Current through coils
wrote in message
oups.com...
Yuri Blanarovich wrote:
Tom.
You tell that to the RF ammeters installed on the vertical, W9UCW's
pictures
on my page!
1.) I can build an antenna that has greatly uneven currents at the ends
of the loading coil, but the antenna rea above the inductor is wasted
and the system will be less efficient than a properly designed system.
2.) The meters are large and have a good deal of self-capacitance
compared to the capacitance at the point where they are connected, and
are directly connected to the antenna. Bad idea to base a whole concept
of how an antenna works on something like that.
You can mumbo-jumbo all the theory, you can dream of, but reality shows
that
in the say, quarter wave vertical, with loading coil the current at both
ends of the coil is different.
It can be different, but in a well designed system it is essentially
the same. The only difference is caused by displacement currents, and
that is a result of stray capacitance. Wind a good coil that has low
self-C to the outside world compared to the antenna hanging above the
coil, and the problem of large uneven current goes away.

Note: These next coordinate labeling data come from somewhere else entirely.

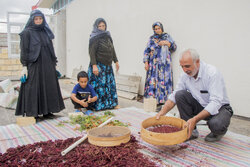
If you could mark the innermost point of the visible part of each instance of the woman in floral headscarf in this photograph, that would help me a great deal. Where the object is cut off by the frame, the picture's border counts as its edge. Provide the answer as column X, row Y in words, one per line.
column 157, row 60
column 100, row 72
column 40, row 91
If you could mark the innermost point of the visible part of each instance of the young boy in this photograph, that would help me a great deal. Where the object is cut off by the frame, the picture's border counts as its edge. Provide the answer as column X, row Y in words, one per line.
column 83, row 94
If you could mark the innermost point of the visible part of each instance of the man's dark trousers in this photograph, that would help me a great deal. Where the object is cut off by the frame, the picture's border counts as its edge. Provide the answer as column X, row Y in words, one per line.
column 188, row 107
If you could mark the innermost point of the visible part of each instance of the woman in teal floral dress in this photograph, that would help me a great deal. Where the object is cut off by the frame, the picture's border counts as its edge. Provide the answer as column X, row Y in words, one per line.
column 157, row 60
column 100, row 72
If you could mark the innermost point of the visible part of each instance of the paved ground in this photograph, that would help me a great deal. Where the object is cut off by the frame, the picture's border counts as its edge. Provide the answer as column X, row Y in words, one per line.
column 238, row 124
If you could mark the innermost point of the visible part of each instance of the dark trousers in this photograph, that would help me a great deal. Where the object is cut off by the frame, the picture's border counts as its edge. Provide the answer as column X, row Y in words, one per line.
column 188, row 107
column 77, row 106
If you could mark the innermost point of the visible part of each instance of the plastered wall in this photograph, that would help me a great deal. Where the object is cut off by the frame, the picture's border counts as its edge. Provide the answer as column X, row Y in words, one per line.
column 218, row 30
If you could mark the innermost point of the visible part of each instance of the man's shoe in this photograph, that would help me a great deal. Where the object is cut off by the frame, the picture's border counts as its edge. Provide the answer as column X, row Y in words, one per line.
column 49, row 116
column 195, row 135
column 212, row 137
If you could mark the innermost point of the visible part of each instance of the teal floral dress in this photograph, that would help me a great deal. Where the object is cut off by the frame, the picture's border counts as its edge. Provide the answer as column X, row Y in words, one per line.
column 159, row 80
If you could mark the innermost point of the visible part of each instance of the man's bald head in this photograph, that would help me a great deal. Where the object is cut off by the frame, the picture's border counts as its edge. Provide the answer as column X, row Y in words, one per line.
column 190, row 62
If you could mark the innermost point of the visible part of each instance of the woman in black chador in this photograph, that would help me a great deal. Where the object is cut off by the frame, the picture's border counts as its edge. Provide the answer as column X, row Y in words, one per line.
column 40, row 91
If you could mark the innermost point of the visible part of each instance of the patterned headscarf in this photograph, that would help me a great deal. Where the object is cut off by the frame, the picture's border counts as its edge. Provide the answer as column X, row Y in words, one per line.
column 158, row 24
column 31, row 25
column 96, row 32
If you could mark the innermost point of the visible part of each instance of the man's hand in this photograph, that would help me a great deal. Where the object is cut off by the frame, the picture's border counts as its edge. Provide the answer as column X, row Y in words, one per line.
column 165, row 109
column 117, row 66
column 89, row 99
column 84, row 103
column 24, row 74
column 95, row 70
column 161, row 43
column 146, row 66
column 191, row 123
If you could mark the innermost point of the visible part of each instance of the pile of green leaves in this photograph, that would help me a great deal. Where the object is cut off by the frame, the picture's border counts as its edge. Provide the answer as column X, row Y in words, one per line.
column 89, row 122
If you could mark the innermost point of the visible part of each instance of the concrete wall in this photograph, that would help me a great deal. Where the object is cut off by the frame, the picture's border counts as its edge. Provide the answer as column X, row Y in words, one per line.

Cecil explained the various situation
depending where the coil is placed within the radiator and at overall
antenna curve.
I doubt that. If he explained it in those terms he was missing some
important points.
Try this test, no meters necessary (perhaps the aquarium strip
thermometer):
Take your 80m Hustler antenna with Hustler loading coil and whip. At the
resonant frequency put about 600 Watts to it for a while. Stop
transmitting
and go feel (or read the temperature on the strips) the coil, bottom end
and
the top end. Same temperature? Temperature is proportional to the current
flow (same diameter wire) - warmer end - more current.
Are you saying thermal effects have no bearing?
It's getting pretty dangerous to write a theory based only on a Hustler
mobile coil with almost no stinger above the coil. One of the reasons
the Hustler works so poorly is the distributed capacitance in the coil
is large compared to the tiny stinger above the coil.
The Hustler has narrow bandwidth and poor efficiency because of the
coil design.
Then test two: Keep the RF flowing until heat shrink tubing on the coil
starts melting. Where does it melt first? Bottom of the coil or nicely
uniformly as you claim it should?
I never claimed uniformly in ALL coils. I set boundaries as to the
conditions. I can replace that Hustler coil with another coil and ruin
your theory about standing waves and missing antenna degrees.
73 Tom
Yea Tom, it all started with ALL coils, it is MY theory and you can ruin MY
theory. Riiiight! It's getting pathetic. Yea, meters are too big, Hustler is
crapy, Cecil is wrong, and you never claimed uniformly in all coils, just
those that you have. Reality is wrong, your "theory" is right! Rrrrright!!!
But what a coincidence that what W9UCW measured, jives with what Cecil
calculated. Hmmm!
ANSWER Cecil's question about his modeled example. I guess when someone is
stuck on something and dunt gitit, its tough!
I am just waiting how you will come around, dancing around in mumbo-jumbo
circles and then will become guru on how current IS different in the loading
coils. Happened in the past, will happen again. You are WRONG, reality
proves it, regardless of your detours.
BTW, what engineering degree, from what university do you have or PE that
gives you right to put labels like "JI Engineering" on your products?